Since its strong 10% rally to tap $7,800 on Thursday morning, Bitcoin has paused, retracing to $7,400 as of the time of this article’s writing as bears have tried to reassert control. It’s a stark reversal from the highs that has some fading the rally.
But, a prominent cryptocurrency trader has suggested that Bitcoin is ready to see “bullish continuation,” citing a crucial but simple technical factor.
Bitcoin is Preparing to Break Even Higher
The reversal from the daily highs hasn’t been pretty, to say the least. Although liquidations have been minimal, the drop from the $7,800 high has convinced many that Bitcoin’s recent bump was but a fakeout, a false rally that is likely to end in tears for bulls.
According to crypto trader Josh Rager, however, the fact the cryptocurrency managed to mark a daily close above $7,400 is a likely sign that “bullish continuation” to the upside will transpire in the coming days.

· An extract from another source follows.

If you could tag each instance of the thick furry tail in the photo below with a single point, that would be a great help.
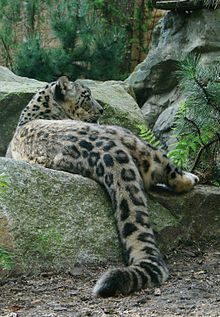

The calls for more upside have been echoed by other analysts.
For one, Nunya Bizniz recently shared the chart seen below, which depicts that Bitcoin’s price action from the February highs until now has formed a “classic BARR bottom.” It’s a textbook chart pattern first discovered by technician Thomas Bulkowski. The BARR bottom is his most accurate chart pattern.
It predicts that by the start of May, as the halving activates, Bitcoin will be trading back near the highs at $10,500. That would mean the cryptocurrency will have to rally nearly 40% in the coming two weeks.

What’s especially notable about this pattern is that it’s the same technical formation that marked the bottom at the end of 2018 and the start of 2019. This historical precedent bodes well for the bull case.
Watch Out, There’s Resistance Overhead
Although Rager and other analysts are convinced that more upside is imminent, it isn’t cut and dried.
A pseudonymous crypto trader identified earlier this month that there exists a massive confluence of resistance above Bitcoin. He specifically pointed to the $7,900-8,100 zone as “very interesting,” drawing attention to the cluster of key technical levels in this region, suggesting it is a place at which bulls are likely to struggle.

Key levels at that zone include but are not limited to: the 200-day exponential moving average and simple moving average, the 21-week exponential moving average, an order book resistance (as identified by Rager as well), the 61.8% Fibonacci Retracement, the top of a descending triangle, and the volume-weighted average price.
Not to mention, Rager said it himself: Bitcoin is currently facing down a key resistance at $7,700. Over the past eight months or so, the level has acted as both resistance and support on multiple occasions.